Rearranging the terms gives us \( 32 = 2q^2 \). When we divide by 2, we simplify it to \( q^2 = 16 \). Taking the square root of both sides results in \( q = 4 \).
Thus, the equilibrium quantity in this market, where the demand equals supply, is 4 units.

Understanding demand and supply curves allows you to see how market conditions will interact. These curves graphically represent the relationship between price and quantity for both consumers and producers.

• The demand curve \( p = 35 - q^2 \) shows how the quantity demanded decreases as price increases. It is downward sloping because as prices rise, fewer people are willing or able to buy a product.
• The supply curve \( p = 3 + q^2 \) indicates how the quantity supplied increases with price. This upward slope exists because higher prices cover the costs of production for more units, motivating producers to supply more.

The meeting point of these curves is crucial because it represents market equilibrium
where the quantity of goods consumers want is exactly what producers are willing to supply.
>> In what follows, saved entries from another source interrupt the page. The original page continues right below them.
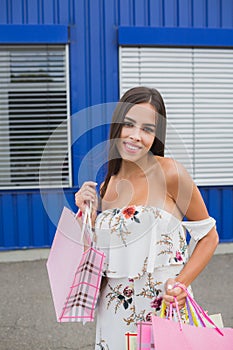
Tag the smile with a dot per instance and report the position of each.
(130, 147)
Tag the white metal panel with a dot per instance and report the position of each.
(213, 82)
(197, 86)
(33, 100)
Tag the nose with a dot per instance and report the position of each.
(135, 133)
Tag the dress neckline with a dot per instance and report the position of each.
(141, 206)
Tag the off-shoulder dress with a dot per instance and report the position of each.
(144, 246)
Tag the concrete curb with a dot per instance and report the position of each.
(42, 254)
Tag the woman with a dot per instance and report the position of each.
(143, 200)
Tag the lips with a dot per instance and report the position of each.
(131, 147)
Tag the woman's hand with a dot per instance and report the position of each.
(87, 193)
(172, 290)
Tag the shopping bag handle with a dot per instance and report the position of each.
(198, 309)
(87, 220)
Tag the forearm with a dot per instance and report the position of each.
(199, 259)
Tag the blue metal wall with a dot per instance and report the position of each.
(93, 25)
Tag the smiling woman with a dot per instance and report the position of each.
(143, 200)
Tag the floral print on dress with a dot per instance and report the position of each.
(121, 298)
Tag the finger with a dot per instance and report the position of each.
(168, 299)
(181, 296)
(90, 184)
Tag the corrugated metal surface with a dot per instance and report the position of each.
(94, 79)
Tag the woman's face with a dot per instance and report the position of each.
(138, 132)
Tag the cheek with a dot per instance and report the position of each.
(148, 141)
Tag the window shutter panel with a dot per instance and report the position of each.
(34, 110)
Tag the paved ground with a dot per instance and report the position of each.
(27, 319)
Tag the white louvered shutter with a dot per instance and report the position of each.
(33, 114)
(197, 87)
(213, 102)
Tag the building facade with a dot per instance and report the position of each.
(63, 66)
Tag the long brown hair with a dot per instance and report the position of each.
(131, 97)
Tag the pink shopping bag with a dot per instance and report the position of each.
(131, 341)
(74, 275)
(176, 335)
(145, 339)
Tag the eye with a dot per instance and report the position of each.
(128, 124)
(149, 130)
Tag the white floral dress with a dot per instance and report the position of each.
(144, 247)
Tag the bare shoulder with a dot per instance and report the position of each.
(172, 169)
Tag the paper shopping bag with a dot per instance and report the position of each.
(131, 341)
(81, 301)
(168, 335)
(74, 275)
(145, 339)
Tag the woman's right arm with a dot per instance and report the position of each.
(87, 193)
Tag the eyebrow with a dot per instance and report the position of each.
(132, 120)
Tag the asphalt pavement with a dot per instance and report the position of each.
(27, 317)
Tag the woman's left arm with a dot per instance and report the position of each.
(190, 202)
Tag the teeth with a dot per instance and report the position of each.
(132, 147)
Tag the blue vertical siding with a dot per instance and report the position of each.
(24, 219)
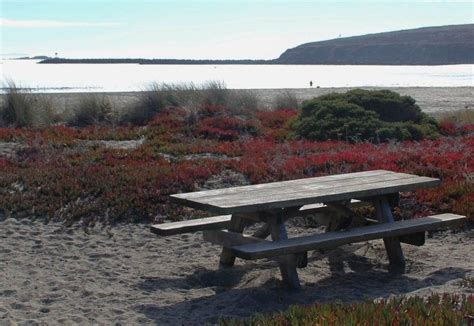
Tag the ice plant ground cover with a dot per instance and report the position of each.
(71, 174)
(434, 310)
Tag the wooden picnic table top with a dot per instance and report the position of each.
(261, 197)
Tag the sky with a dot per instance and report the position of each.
(259, 29)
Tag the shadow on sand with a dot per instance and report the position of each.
(359, 280)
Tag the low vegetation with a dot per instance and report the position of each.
(437, 309)
(179, 151)
(361, 115)
(21, 108)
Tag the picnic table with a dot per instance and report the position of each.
(330, 199)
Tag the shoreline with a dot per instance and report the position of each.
(432, 100)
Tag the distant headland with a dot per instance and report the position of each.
(443, 45)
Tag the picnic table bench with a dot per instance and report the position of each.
(330, 199)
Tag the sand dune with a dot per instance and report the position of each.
(127, 275)
(430, 99)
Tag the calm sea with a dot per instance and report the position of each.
(134, 77)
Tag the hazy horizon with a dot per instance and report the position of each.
(204, 29)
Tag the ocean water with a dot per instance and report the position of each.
(134, 77)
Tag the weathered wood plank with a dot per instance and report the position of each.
(237, 224)
(335, 239)
(288, 270)
(229, 239)
(222, 222)
(280, 184)
(299, 196)
(392, 244)
(208, 223)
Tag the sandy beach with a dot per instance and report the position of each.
(127, 275)
(431, 99)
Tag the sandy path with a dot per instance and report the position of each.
(127, 275)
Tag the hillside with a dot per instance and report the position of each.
(423, 46)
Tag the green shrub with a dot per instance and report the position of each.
(364, 115)
(335, 119)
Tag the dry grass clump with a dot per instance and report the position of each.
(91, 109)
(21, 108)
(463, 116)
(189, 97)
(285, 100)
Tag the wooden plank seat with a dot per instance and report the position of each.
(334, 239)
(223, 221)
(200, 224)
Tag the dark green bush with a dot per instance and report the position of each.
(335, 119)
(364, 115)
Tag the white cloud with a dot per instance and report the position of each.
(14, 23)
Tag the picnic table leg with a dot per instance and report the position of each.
(392, 245)
(237, 224)
(287, 269)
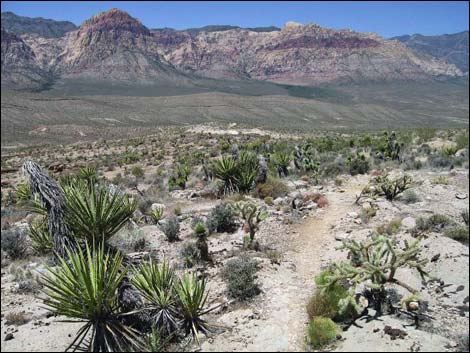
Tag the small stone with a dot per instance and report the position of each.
(408, 222)
(156, 206)
(435, 257)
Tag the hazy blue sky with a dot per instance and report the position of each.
(385, 18)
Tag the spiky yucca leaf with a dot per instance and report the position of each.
(226, 169)
(41, 239)
(84, 288)
(155, 283)
(192, 298)
(94, 213)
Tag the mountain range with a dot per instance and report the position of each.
(115, 47)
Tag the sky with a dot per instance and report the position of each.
(388, 18)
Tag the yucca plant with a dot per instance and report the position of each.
(246, 180)
(226, 169)
(88, 174)
(95, 213)
(281, 160)
(157, 214)
(155, 282)
(192, 297)
(29, 200)
(24, 192)
(84, 288)
(41, 239)
(252, 214)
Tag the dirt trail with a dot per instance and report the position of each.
(281, 326)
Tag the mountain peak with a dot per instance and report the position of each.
(115, 19)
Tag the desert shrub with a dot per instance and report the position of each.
(240, 276)
(462, 141)
(367, 214)
(281, 160)
(390, 228)
(325, 301)
(252, 215)
(464, 215)
(440, 161)
(190, 254)
(449, 151)
(84, 288)
(442, 180)
(410, 196)
(179, 177)
(155, 282)
(129, 157)
(15, 243)
(137, 171)
(425, 134)
(177, 211)
(144, 206)
(321, 332)
(16, 318)
(358, 165)
(459, 233)
(391, 188)
(192, 296)
(271, 188)
(27, 280)
(96, 212)
(375, 262)
(268, 200)
(435, 223)
(41, 238)
(274, 256)
(221, 219)
(171, 229)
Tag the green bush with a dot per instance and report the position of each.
(459, 233)
(84, 288)
(410, 196)
(240, 277)
(137, 171)
(171, 229)
(271, 188)
(221, 219)
(190, 254)
(41, 239)
(321, 332)
(358, 165)
(94, 212)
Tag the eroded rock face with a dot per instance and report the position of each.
(20, 68)
(115, 46)
(298, 54)
(111, 45)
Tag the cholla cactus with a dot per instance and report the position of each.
(374, 263)
(391, 188)
(304, 160)
(392, 149)
(252, 214)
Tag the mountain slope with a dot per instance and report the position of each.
(43, 27)
(113, 46)
(452, 48)
(298, 54)
(19, 65)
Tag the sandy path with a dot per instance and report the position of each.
(282, 327)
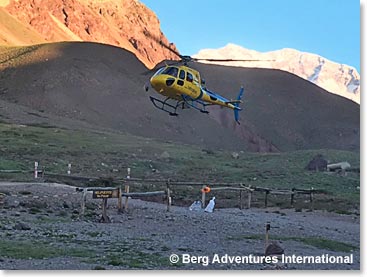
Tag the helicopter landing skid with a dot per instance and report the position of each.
(164, 106)
(192, 103)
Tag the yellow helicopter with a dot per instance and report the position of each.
(184, 88)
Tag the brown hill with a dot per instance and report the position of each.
(88, 85)
(123, 23)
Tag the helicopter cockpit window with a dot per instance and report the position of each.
(173, 71)
(189, 77)
(182, 75)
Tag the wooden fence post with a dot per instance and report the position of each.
(119, 200)
(35, 170)
(203, 196)
(266, 198)
(84, 200)
(249, 199)
(127, 190)
(241, 206)
(169, 199)
(292, 196)
(105, 218)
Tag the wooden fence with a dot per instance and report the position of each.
(128, 181)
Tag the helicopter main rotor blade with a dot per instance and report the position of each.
(229, 60)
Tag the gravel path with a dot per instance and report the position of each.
(41, 228)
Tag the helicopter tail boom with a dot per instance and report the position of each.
(237, 108)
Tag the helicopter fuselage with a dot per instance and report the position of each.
(176, 82)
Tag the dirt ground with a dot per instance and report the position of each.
(41, 228)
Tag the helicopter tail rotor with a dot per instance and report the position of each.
(237, 106)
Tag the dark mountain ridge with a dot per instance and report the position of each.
(101, 86)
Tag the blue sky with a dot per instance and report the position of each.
(330, 28)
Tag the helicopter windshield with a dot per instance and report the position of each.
(173, 71)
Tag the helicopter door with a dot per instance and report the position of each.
(182, 75)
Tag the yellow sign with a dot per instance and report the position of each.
(108, 193)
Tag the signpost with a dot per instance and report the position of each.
(104, 194)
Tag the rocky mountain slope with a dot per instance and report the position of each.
(68, 84)
(336, 78)
(126, 23)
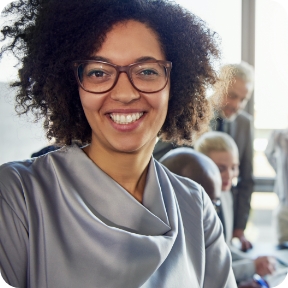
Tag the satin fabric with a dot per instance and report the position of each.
(65, 223)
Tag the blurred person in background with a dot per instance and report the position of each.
(233, 120)
(277, 155)
(107, 214)
(223, 151)
(196, 166)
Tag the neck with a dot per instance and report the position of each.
(128, 169)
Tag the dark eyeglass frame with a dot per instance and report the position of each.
(121, 69)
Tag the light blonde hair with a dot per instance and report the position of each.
(215, 141)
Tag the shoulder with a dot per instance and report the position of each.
(20, 178)
(244, 117)
(187, 191)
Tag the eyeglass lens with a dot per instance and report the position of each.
(99, 77)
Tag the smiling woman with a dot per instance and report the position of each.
(106, 214)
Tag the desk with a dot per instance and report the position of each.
(267, 249)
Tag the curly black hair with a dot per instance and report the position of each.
(48, 35)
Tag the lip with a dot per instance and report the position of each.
(126, 127)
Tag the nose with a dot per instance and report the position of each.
(124, 91)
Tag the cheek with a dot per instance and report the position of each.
(89, 101)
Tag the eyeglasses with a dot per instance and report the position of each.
(100, 77)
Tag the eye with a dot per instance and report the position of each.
(148, 72)
(97, 73)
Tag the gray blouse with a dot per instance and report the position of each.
(65, 223)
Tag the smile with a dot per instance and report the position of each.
(125, 118)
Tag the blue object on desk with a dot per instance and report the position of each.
(259, 280)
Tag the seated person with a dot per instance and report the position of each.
(277, 155)
(221, 148)
(188, 163)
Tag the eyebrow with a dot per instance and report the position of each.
(141, 59)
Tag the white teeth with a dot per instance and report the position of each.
(125, 118)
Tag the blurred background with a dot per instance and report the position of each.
(255, 31)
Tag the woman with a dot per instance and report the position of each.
(223, 151)
(107, 214)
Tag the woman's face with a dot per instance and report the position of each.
(228, 164)
(126, 43)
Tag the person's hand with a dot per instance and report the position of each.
(249, 284)
(245, 244)
(265, 265)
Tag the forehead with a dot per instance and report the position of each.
(129, 41)
(239, 87)
(224, 157)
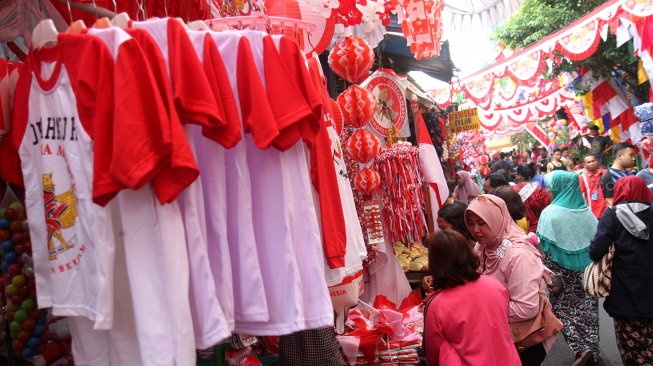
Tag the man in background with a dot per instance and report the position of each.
(600, 146)
(624, 159)
(590, 185)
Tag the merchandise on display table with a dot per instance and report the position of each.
(401, 192)
(384, 334)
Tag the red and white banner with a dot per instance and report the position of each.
(432, 173)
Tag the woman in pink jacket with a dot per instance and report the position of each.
(506, 254)
(458, 331)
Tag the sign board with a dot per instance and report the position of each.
(464, 120)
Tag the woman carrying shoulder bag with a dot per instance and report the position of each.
(506, 254)
(627, 224)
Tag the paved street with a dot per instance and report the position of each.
(561, 355)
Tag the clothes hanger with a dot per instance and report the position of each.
(76, 26)
(121, 20)
(198, 25)
(45, 32)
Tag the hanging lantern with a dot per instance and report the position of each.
(363, 146)
(367, 181)
(336, 115)
(351, 58)
(357, 105)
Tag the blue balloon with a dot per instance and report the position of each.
(27, 353)
(39, 329)
(10, 258)
(34, 342)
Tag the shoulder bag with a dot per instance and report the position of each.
(597, 278)
(530, 332)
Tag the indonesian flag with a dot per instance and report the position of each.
(431, 170)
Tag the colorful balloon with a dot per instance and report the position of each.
(367, 181)
(363, 146)
(357, 105)
(351, 58)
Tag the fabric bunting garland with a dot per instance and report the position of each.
(403, 199)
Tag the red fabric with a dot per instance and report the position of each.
(600, 96)
(142, 139)
(535, 204)
(632, 189)
(593, 181)
(227, 135)
(182, 170)
(325, 181)
(258, 118)
(288, 104)
(459, 332)
(192, 93)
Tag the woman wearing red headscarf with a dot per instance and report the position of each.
(627, 224)
(506, 254)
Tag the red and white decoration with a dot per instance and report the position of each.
(421, 23)
(363, 146)
(358, 105)
(351, 58)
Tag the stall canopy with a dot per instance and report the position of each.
(512, 94)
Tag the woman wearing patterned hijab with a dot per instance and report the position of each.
(467, 189)
(566, 228)
(630, 302)
(506, 254)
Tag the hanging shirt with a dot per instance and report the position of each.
(148, 228)
(355, 242)
(250, 303)
(67, 116)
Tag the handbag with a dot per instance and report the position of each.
(597, 279)
(530, 332)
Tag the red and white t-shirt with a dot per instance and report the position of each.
(65, 123)
(297, 294)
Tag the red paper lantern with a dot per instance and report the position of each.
(367, 181)
(357, 105)
(363, 146)
(336, 115)
(351, 58)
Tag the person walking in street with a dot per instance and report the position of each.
(590, 185)
(458, 331)
(647, 174)
(556, 163)
(532, 194)
(624, 160)
(466, 189)
(506, 254)
(600, 146)
(630, 303)
(566, 228)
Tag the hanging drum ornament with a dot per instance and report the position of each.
(367, 181)
(363, 146)
(337, 117)
(351, 58)
(357, 105)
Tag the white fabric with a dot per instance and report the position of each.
(287, 234)
(77, 281)
(249, 292)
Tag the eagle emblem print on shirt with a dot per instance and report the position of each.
(60, 213)
(53, 135)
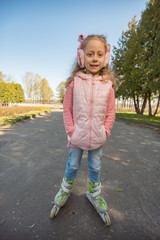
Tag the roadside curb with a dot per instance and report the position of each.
(24, 118)
(140, 124)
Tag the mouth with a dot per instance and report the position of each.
(94, 65)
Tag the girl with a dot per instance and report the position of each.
(89, 114)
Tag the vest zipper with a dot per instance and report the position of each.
(91, 110)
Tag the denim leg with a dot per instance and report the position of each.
(94, 164)
(74, 162)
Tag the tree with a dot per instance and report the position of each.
(61, 91)
(46, 92)
(136, 60)
(37, 88)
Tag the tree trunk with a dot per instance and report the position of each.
(144, 104)
(136, 104)
(157, 106)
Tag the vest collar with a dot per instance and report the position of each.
(85, 76)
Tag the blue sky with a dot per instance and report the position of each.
(40, 36)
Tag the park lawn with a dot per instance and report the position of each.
(11, 115)
(140, 118)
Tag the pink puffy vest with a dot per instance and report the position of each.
(90, 97)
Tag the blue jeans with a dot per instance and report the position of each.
(94, 163)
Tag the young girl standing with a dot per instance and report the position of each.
(89, 114)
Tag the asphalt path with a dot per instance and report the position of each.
(33, 155)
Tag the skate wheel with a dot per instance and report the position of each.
(53, 212)
(107, 219)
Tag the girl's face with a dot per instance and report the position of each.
(94, 56)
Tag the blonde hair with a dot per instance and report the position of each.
(105, 72)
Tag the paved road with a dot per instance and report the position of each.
(33, 155)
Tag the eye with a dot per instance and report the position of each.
(100, 54)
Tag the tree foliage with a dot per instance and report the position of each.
(136, 60)
(37, 88)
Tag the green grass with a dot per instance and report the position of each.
(9, 120)
(140, 118)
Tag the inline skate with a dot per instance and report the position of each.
(94, 196)
(62, 196)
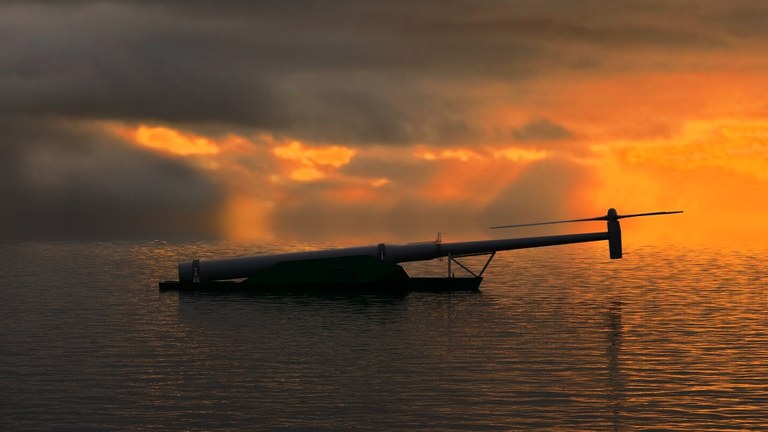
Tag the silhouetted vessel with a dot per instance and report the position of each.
(375, 268)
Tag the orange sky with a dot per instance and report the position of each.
(390, 122)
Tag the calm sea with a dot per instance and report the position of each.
(558, 339)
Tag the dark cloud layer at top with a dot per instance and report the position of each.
(342, 71)
(60, 182)
(337, 71)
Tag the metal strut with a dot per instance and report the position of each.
(487, 262)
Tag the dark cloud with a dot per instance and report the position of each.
(342, 71)
(336, 71)
(540, 130)
(59, 181)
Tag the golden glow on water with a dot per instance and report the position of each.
(559, 338)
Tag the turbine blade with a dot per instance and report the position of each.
(549, 223)
(598, 218)
(648, 214)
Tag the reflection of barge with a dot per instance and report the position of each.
(370, 268)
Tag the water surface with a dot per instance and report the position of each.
(558, 338)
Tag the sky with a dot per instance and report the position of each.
(343, 120)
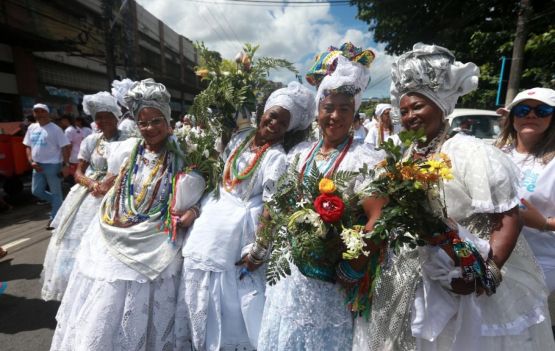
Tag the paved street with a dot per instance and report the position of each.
(26, 321)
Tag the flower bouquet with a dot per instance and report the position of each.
(315, 222)
(414, 215)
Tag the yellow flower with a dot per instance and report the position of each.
(203, 72)
(446, 173)
(326, 186)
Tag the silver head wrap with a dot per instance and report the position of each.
(298, 100)
(101, 102)
(349, 77)
(120, 88)
(381, 108)
(148, 93)
(432, 71)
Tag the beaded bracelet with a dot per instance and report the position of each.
(346, 273)
(495, 272)
(546, 225)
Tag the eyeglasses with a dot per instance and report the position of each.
(155, 122)
(542, 111)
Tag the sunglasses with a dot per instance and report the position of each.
(541, 111)
(155, 122)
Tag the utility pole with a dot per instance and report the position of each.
(107, 18)
(524, 14)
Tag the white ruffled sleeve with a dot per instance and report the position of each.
(87, 147)
(117, 152)
(486, 180)
(274, 165)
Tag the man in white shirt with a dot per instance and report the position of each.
(47, 147)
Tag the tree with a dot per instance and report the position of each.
(480, 31)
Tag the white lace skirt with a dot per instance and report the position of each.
(108, 306)
(302, 313)
(60, 255)
(217, 311)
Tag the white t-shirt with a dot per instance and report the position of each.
(46, 142)
(75, 136)
(537, 185)
(372, 137)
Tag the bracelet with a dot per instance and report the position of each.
(546, 224)
(254, 260)
(346, 273)
(196, 211)
(495, 272)
(258, 251)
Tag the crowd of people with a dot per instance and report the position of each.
(142, 257)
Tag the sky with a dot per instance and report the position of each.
(295, 33)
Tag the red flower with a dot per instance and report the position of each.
(329, 207)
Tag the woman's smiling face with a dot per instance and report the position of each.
(335, 116)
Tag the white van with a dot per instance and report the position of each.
(483, 124)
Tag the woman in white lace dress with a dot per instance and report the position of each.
(123, 289)
(528, 138)
(83, 201)
(221, 298)
(306, 310)
(421, 301)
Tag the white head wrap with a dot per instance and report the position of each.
(381, 108)
(349, 77)
(41, 107)
(432, 71)
(148, 93)
(100, 102)
(298, 100)
(120, 88)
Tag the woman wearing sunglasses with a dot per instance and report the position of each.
(528, 138)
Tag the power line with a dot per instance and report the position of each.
(272, 3)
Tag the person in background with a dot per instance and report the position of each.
(384, 127)
(81, 122)
(48, 151)
(359, 131)
(528, 138)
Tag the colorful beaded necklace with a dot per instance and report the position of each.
(129, 209)
(231, 164)
(333, 163)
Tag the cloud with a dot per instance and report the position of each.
(293, 33)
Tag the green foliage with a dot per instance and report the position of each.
(231, 86)
(475, 30)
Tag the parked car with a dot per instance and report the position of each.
(483, 124)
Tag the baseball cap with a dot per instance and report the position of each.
(41, 106)
(547, 96)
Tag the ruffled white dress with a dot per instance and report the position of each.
(112, 305)
(216, 310)
(537, 185)
(303, 313)
(73, 219)
(412, 306)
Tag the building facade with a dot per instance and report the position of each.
(56, 51)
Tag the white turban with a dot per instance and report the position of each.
(148, 93)
(381, 108)
(298, 100)
(349, 77)
(120, 88)
(432, 71)
(100, 102)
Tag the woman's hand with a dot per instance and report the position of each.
(187, 219)
(462, 287)
(531, 216)
(248, 266)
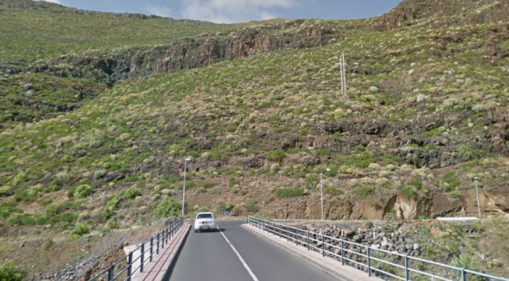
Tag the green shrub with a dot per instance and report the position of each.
(332, 190)
(206, 184)
(290, 192)
(233, 182)
(408, 192)
(131, 193)
(190, 184)
(169, 206)
(363, 191)
(451, 181)
(276, 155)
(416, 182)
(9, 271)
(113, 202)
(312, 181)
(252, 207)
(79, 231)
(224, 207)
(83, 191)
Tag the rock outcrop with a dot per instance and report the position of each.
(188, 53)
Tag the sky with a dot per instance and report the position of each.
(233, 11)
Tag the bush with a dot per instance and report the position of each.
(79, 231)
(131, 193)
(363, 191)
(276, 155)
(451, 181)
(332, 190)
(9, 271)
(113, 202)
(83, 191)
(408, 192)
(169, 206)
(206, 184)
(233, 182)
(224, 207)
(289, 192)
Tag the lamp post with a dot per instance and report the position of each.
(477, 193)
(321, 192)
(184, 188)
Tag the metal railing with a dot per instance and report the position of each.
(126, 267)
(373, 260)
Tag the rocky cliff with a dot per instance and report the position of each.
(189, 53)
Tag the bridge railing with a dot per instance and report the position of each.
(374, 261)
(126, 267)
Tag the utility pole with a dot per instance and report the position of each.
(478, 203)
(184, 188)
(343, 74)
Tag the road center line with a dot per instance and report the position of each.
(240, 258)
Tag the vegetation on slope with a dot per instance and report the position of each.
(426, 112)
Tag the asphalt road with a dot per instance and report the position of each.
(236, 254)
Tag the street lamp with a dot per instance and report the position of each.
(321, 192)
(478, 203)
(184, 189)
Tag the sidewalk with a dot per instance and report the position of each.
(158, 269)
(327, 265)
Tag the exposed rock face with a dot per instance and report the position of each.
(492, 202)
(439, 13)
(187, 53)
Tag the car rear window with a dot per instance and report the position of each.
(205, 216)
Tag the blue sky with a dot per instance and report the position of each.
(230, 11)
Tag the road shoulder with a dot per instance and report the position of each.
(326, 265)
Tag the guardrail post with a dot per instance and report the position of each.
(157, 248)
(369, 260)
(130, 266)
(323, 245)
(142, 258)
(308, 239)
(151, 247)
(407, 271)
(110, 272)
(342, 252)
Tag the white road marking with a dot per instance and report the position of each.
(240, 258)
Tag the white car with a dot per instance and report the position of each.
(204, 221)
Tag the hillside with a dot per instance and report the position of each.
(95, 134)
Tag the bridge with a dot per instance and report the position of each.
(266, 250)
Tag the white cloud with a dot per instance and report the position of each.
(52, 1)
(228, 11)
(161, 11)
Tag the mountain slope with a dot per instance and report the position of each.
(426, 113)
(440, 13)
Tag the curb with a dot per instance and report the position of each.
(316, 263)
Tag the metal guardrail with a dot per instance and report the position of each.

The equilibrium price is where the market settles, balancing the quantity supplied with the quantity demanded. To find this price, substitute the equilibrium quantity \( q = 4 \) back into either the demand or supply equation. Doing this allows us to calculate the price at which the market clears.
Using the supply curve \( p = 3 + q^2 \):

• Plugging in \( q = 4 \), the equation becomes \( p = 3 + 4^2 \).
• This simplifies to \( p = 3 + 16 \), resulting in an equilibrium price \( p = 19 \).

Thus, the equilibrium price is 19 units, meaning consumers are willing to buy, and producers are willing to sell, at this price. It reflects an efficient market state where there is no excess supply or demand, ensuring optimal distribution of goods.